Reputation: 1142
I have these two classes:
public class A {
private final static A five = new A(5);
public final int x;
public A(int x) {
this.x = x;
}
public boolean equals(Object o) {
return x == ((A) o).x;
}
public String toString() {
return equals(five) ? "five" : (x + "");
}
}
public class B extends A {
public final int x;
public B(int x) {
super(x);
this.x = x + 1;
}
public boolean equals(A o) {
return x == o.x;
}
public String toString() {
return "B: " + super.toString();
}
}
These are the 2 lines in my main
program:
System.out.println(new B(5));
System.out.println((new B(5)).equals(new A(5)));
I know that in Java the method called is decided by the Object type,
in both of the lines the Object is of type B
, so in the first line i have a call to B
class toString()
method,
from there after it prints "B: " it calls A
class toString()
, and now it tries to activate the equals()
method.
From my understanding on polymorphism in Java the Object type i still B
, so it will try to activate B
's equals()
method, but actually while debugging it activates the A
class equals()
, that's the first thing i don't understand.
Later in the 2nd line of my main
program i'm initializing a B
Object, and calling the equals()
method, so after i've seen how the first line of code behaves i said well OK, i'll call the A
equals()
but in practice this line goes to B
's equals
...
I'm a bit confused, first the 2 lines of my main
program behaves differently from what i know about how polymorphic code works, and the 2 lines behave differently although they should act the same...
Hope you could enlighten me about how this code works and why.
Upvotes: 2
Views: 84
Reputation: 691755
Your equals() method in B doesn't override the equals() method in A. One takes an Object as argument, and the other takes an A as argument.
When A.toString() is compiled, the compiler looks for a method in A and all its superclasses named equals(), and taking an A of any of its superclasses/interfaces as argument.
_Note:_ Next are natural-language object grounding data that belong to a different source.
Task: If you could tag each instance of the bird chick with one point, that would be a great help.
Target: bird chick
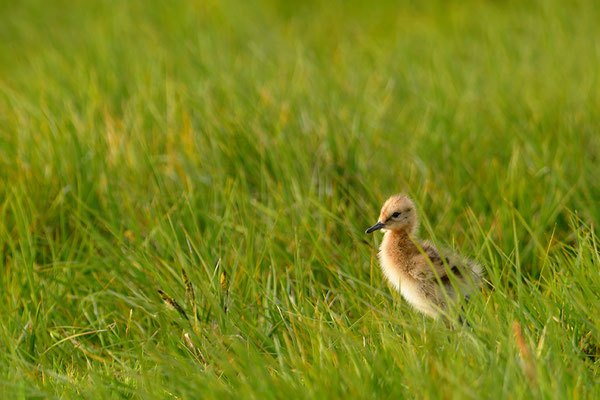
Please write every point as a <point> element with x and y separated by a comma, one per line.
<point>427,279</point>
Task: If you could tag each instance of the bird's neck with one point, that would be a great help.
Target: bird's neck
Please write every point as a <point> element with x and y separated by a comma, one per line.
<point>399,242</point>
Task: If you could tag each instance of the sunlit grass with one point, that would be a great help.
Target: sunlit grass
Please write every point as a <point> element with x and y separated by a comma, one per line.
<point>249,146</point>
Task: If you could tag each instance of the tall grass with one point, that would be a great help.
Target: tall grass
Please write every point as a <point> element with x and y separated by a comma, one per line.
<point>230,154</point>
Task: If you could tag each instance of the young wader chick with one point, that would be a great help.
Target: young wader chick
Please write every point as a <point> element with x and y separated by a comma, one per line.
<point>426,278</point>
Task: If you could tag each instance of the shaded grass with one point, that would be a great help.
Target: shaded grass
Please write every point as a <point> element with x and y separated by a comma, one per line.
<point>249,146</point>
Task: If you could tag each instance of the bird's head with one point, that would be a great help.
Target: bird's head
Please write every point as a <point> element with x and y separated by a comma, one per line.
<point>397,214</point>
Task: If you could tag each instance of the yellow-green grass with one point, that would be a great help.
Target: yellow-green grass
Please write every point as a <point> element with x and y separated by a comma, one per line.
<point>250,144</point>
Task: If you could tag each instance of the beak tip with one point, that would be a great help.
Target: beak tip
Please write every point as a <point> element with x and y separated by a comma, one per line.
<point>375,227</point>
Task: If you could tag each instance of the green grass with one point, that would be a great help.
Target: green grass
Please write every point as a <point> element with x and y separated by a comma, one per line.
<point>250,144</point>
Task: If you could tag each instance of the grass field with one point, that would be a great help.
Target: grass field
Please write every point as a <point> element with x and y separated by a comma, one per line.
<point>249,144</point>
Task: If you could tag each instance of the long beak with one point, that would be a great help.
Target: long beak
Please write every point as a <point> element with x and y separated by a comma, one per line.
<point>375,227</point>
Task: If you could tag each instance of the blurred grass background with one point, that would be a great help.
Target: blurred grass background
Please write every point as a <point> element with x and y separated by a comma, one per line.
<point>250,144</point>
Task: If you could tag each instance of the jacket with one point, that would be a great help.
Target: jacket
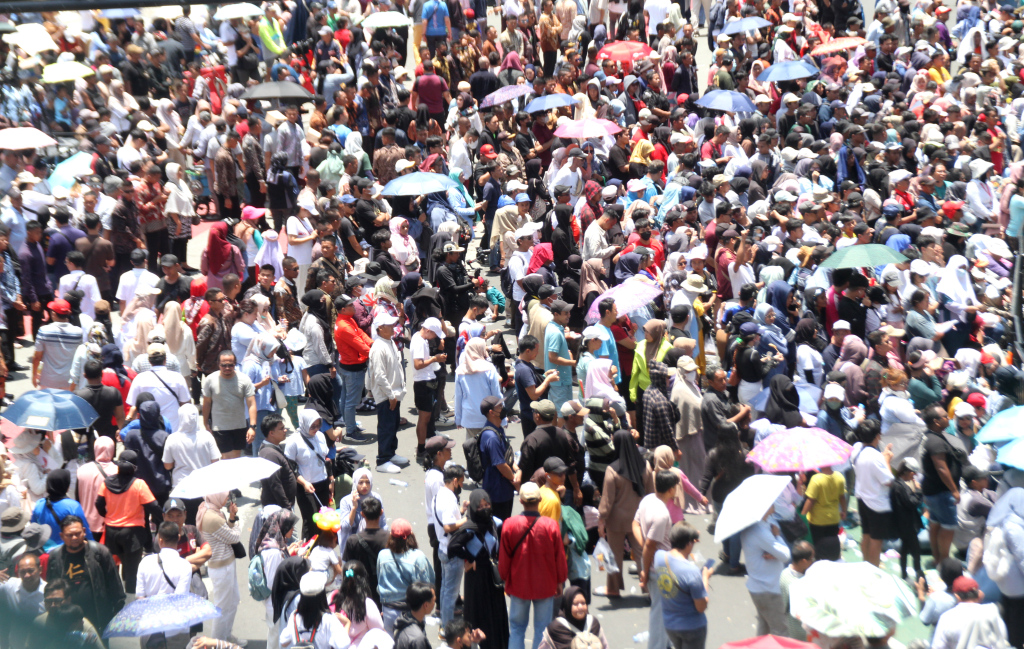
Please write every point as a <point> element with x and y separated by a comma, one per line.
<point>538,567</point>
<point>353,344</point>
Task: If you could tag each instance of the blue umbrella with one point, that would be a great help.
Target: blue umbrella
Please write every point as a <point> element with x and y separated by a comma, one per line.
<point>728,100</point>
<point>50,409</point>
<point>750,24</point>
<point>507,93</point>
<point>418,183</point>
<point>1005,426</point>
<point>549,101</point>
<point>788,71</point>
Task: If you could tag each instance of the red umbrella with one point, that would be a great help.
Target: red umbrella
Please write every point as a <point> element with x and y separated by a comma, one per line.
<point>839,45</point>
<point>768,642</point>
<point>625,50</point>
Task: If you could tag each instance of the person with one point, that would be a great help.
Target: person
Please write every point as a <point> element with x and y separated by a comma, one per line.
<point>683,589</point>
<point>531,562</point>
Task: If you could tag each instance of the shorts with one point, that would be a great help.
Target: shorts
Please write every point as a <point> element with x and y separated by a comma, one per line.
<point>942,510</point>
<point>878,525</point>
<point>228,440</point>
<point>425,395</point>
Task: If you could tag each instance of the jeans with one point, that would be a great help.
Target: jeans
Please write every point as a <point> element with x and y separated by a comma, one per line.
<point>351,392</point>
<point>387,431</point>
<point>452,570</point>
<point>519,617</point>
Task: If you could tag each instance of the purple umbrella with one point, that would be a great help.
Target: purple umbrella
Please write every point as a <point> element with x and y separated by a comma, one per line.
<point>507,93</point>
<point>629,297</point>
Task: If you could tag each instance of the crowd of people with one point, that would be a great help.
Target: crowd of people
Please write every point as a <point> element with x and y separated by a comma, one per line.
<point>832,251</point>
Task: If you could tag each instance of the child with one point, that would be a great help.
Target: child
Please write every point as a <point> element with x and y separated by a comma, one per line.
<point>906,499</point>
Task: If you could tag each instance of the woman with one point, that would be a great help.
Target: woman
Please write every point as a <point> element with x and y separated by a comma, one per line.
<point>627,480</point>
<point>483,594</point>
<point>573,618</point>
<point>397,566</point>
<point>219,257</point>
<point>178,210</point>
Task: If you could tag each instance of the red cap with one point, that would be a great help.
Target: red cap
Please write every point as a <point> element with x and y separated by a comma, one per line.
<point>59,306</point>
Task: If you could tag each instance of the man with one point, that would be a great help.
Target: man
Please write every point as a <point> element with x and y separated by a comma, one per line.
<point>386,382</point>
<point>531,562</point>
<point>651,524</point>
<point>55,347</point>
<point>92,577</point>
<point>942,464</point>
<point>228,402</point>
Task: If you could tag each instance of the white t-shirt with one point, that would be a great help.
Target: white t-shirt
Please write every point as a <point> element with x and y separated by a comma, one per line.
<point>420,349</point>
<point>302,253</point>
<point>445,513</point>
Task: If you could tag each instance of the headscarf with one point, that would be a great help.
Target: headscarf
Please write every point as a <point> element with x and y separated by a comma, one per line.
<point>474,358</point>
<point>783,402</point>
<point>630,464</point>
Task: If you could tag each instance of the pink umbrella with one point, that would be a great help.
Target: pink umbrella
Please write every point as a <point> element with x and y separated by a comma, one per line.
<point>799,449</point>
<point>629,297</point>
<point>590,127</point>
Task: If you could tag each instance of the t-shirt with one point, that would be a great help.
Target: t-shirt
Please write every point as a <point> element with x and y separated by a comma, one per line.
<point>825,490</point>
<point>420,348</point>
<point>228,395</point>
<point>679,583</point>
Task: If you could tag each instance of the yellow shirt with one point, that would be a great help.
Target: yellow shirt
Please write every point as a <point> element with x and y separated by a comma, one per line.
<point>825,490</point>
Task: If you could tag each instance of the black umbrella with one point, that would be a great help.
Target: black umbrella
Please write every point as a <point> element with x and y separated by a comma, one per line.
<point>285,90</point>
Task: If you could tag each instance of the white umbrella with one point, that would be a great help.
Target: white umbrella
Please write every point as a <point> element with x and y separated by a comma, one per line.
<point>748,504</point>
<point>240,10</point>
<point>224,476</point>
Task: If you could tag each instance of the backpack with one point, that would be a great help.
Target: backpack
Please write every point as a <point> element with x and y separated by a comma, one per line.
<point>258,588</point>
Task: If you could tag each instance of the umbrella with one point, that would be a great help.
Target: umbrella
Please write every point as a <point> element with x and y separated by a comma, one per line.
<point>624,50</point>
<point>862,256</point>
<point>66,71</point>
<point>24,137</point>
<point>287,90</point>
<point>418,183</point>
<point>629,297</point>
<point>750,24</point>
<point>841,600</point>
<point>728,100</point>
<point>50,409</point>
<point>748,504</point>
<point>159,614</point>
<point>506,93</point>
<point>384,19</point>
<point>224,476</point>
<point>549,101</point>
<point>797,449</point>
<point>590,127</point>
<point>788,71</point>
<point>1005,426</point>
<point>839,45</point>
<point>240,10</point>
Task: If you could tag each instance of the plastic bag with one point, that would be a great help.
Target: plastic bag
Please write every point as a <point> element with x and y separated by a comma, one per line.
<point>605,558</point>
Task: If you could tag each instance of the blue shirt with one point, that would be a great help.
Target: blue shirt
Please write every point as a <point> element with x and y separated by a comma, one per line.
<point>679,583</point>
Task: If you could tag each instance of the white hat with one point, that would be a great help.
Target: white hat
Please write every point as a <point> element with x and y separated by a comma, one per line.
<point>432,325</point>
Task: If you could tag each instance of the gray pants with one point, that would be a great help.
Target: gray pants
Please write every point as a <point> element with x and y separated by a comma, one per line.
<point>771,613</point>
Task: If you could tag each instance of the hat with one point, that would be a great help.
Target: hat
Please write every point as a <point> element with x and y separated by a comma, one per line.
<point>13,520</point>
<point>433,325</point>
<point>438,443</point>
<point>545,407</point>
<point>529,492</point>
<point>59,306</point>
<point>555,464</point>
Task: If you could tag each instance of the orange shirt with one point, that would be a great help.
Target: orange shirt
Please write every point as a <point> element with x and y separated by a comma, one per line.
<point>125,510</point>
And the only one existing is A.equals(Object). So that's what toString() uses.
Polymorphism allows choosing the appropriate method at runtime based on the type of the object on which the method is called. Not on the types of the arguments of the method. If a method is overloaded (i.e. several methods with the same name but different argument types exist), the choice of which method to use is made statically, at compilation time.